Trade Minister Don Farrell met his Chinese counterpart Wang Wentao on the sidelines of the World Trade Organisation’s ministerial conference in Abu Dhabi and said he received confirmation the lifting of the ban was “on track” to be resolved by the end of March.

“I’m hopeful that the goodwill we’ve built up with my Chinese counterpart will result in a successful outcome with wine,” he told AAP.

“We always maintained that the tariffs should not have been introduced in the first place, they’re not justified and we want them now fully removed.”

Beijing is reviewing the trade ban on wine under a five-month process after Canberra agreed to suspend a dispute lodged with the WTO until March 31.

Sanctions worth $2 billion remain on wine, rock lobster and some abattoirs.

In a similar process, China lifted tariffs on barley in August last year after Labor paused a WTO dispute in exchange for a review.

Talks between Senator Farrell and Mr Wang were the first face-to-face meeting between the two governments since Australian writer Yang Hengjun was sentenced to a suspended death sentence.
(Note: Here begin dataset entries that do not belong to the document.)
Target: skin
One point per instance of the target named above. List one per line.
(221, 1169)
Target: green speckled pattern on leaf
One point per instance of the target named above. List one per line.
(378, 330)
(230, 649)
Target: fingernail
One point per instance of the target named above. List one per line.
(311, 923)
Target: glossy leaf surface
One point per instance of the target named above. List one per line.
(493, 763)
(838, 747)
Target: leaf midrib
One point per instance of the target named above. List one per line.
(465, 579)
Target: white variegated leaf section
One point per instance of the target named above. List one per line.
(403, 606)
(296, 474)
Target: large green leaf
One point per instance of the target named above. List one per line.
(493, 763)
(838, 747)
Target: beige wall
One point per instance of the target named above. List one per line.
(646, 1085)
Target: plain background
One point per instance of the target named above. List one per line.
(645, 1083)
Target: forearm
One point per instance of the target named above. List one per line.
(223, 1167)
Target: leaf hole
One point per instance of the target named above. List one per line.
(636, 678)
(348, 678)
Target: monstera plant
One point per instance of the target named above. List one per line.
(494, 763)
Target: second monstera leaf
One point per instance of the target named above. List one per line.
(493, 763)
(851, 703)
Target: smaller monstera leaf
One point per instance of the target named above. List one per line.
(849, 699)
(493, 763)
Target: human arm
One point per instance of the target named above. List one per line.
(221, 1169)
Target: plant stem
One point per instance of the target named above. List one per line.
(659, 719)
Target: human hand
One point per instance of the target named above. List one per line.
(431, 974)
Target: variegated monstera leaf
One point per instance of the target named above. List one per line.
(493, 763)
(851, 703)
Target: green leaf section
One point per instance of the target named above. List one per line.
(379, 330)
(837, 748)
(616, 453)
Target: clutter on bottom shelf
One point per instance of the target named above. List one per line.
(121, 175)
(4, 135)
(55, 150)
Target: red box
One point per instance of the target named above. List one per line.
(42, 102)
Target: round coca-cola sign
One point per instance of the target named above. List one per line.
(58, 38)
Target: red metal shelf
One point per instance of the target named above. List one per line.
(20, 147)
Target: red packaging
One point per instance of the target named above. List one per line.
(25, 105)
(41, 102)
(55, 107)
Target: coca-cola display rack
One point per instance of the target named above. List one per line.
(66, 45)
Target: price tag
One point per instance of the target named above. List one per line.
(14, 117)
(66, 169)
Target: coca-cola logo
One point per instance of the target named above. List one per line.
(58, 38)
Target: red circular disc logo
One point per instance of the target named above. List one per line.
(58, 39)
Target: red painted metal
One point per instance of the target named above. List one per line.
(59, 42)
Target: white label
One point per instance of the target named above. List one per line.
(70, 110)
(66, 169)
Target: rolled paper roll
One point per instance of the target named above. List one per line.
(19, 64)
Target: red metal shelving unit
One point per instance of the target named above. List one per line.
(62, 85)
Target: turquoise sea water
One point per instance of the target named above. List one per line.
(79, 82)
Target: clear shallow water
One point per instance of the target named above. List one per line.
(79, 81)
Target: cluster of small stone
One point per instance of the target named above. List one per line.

Senator Farrell said he made it clear the government wanted Dr Yang to be released to Australia.

“We will continue to do that on each and every occasion that we meet our Chinese counterparts,” he said.

Dr Yang was found guilty of espionage charges in China in February after spending five years in prison.

He still faces the prospect of life behind bars at the end of a two-year suspended death sentence.

Senator Farrell has met his Chinese counterpart six times since May 2023.